Children’s book illustrations used to feel a lot more predictable. Not in a bad way, but in a structured way where everything had a clear purpose. The images were there to support the text and keep things visually consistent from page to page. You could usually open an older picture book and know exactly what kind of experience you were going to get.
That is not really the case anymore.
Modern children’s books feel looser and more experimental in a way that is hard to ignore.
Illustrators are not just trying to show what is happening in the story. They are trying to shape how it feels to read it.

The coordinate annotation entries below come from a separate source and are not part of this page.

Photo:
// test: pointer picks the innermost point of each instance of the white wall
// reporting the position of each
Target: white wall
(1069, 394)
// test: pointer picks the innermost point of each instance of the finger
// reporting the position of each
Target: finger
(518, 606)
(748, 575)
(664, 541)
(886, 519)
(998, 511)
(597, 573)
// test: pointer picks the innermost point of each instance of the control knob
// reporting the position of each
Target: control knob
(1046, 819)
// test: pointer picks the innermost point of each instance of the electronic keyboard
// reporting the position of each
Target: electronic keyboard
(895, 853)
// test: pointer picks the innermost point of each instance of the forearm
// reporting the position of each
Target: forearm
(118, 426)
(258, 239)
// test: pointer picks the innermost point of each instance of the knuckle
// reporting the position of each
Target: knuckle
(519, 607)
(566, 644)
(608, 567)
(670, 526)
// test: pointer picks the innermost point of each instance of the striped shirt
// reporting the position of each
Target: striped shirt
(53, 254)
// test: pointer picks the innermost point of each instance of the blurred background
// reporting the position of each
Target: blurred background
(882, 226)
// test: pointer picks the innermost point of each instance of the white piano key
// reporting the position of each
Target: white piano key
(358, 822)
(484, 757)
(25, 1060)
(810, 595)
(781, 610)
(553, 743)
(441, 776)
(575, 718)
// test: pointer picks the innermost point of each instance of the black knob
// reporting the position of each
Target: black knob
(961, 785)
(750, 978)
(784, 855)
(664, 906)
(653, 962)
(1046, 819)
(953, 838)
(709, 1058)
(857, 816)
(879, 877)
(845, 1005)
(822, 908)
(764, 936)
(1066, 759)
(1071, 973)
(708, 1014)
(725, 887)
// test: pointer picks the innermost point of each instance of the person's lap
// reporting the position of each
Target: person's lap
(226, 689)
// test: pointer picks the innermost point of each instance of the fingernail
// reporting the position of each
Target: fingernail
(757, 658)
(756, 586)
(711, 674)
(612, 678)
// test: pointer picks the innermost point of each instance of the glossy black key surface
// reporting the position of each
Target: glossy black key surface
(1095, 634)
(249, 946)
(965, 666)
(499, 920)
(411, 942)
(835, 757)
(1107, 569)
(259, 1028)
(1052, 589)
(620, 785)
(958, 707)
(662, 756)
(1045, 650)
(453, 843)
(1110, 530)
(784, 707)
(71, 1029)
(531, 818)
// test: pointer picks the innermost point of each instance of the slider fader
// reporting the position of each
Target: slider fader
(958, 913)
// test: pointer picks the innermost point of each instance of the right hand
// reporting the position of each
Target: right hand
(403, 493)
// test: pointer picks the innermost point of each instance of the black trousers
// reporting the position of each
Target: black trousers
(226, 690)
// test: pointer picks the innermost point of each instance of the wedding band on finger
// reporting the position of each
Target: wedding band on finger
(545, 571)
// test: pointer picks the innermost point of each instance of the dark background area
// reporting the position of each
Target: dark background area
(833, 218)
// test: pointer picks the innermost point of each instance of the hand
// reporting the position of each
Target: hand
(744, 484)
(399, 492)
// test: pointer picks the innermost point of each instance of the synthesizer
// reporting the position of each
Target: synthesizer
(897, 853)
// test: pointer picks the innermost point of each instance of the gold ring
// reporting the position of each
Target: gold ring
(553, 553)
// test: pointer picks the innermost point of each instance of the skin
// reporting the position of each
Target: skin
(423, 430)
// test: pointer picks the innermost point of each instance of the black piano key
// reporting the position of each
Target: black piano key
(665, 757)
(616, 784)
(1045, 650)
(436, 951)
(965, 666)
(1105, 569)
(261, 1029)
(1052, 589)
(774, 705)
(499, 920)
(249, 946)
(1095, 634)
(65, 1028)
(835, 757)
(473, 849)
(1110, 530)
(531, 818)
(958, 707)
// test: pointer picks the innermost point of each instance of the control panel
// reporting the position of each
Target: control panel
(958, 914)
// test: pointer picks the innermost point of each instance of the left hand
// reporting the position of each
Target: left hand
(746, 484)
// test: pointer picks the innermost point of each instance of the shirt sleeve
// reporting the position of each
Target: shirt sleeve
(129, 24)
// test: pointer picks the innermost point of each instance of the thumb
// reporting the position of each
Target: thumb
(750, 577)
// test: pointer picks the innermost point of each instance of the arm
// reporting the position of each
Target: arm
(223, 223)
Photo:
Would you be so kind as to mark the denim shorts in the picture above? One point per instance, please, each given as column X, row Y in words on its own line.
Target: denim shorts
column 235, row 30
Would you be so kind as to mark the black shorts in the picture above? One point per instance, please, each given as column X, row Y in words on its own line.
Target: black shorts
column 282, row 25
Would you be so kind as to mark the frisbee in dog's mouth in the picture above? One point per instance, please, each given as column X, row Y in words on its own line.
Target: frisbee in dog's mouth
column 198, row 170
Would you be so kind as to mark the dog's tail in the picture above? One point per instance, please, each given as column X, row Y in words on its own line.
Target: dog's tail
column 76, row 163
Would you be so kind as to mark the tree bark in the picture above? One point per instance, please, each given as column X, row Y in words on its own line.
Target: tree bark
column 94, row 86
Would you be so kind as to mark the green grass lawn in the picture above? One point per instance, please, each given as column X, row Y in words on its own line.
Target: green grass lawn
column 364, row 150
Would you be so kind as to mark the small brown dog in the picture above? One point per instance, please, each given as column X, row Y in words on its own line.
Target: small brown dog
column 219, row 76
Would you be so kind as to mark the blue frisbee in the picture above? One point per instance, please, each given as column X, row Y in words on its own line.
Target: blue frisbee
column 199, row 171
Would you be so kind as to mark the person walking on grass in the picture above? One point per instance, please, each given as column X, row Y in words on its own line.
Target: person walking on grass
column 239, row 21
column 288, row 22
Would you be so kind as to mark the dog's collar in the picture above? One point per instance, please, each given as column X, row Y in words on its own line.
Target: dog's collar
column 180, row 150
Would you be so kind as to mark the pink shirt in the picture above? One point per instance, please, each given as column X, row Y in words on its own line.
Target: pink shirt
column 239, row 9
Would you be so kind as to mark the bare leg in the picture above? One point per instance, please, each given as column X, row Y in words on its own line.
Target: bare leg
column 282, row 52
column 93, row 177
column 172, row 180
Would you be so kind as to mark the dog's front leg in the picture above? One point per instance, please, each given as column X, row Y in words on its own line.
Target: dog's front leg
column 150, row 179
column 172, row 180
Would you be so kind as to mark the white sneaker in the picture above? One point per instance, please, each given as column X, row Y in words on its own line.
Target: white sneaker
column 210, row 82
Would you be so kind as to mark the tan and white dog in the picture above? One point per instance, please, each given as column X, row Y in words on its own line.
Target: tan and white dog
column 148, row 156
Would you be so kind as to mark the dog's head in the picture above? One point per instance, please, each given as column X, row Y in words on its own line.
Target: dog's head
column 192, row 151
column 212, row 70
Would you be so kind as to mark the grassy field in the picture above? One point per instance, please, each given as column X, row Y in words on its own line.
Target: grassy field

The style of the art often carries just as much meaning as the words themselves.
A book like The Little Prince by Antoine de Saint Exupéry still feels tied to that older approach.
The illustrations are simple, almost like sketches that were never meant to be overworked. They leave a lot of space open, which actually fits the tone of the story.
Then you have something like The House in the Night by Beth Krommes, which feels much more modern in how it uses illustration.

The scratchboard technique creates these dense textures of light and shadow that feel almost carved instead of drawn.
The images are not just showing scenes. They are building an atmosphere.
The contrast between dark backgrounds and glowing details gives the whole book a kind of quiet intensity that sticks with you.
What is interesting is how much more freedom illustration has now. There is less pressure to make everything visually uniform or realistic.
Instead, you get styles that feel personal where the texture and mood matter more than perfect detail.
The shift is not just about aesthetics. It changes how children experience stories.
Older illustration tends to guide you through a story in a very direct way. Modern illustration lets you sit inside it a bit longer and interpret what you are seeing.
It feels less like being shown a story and more like being invited into one.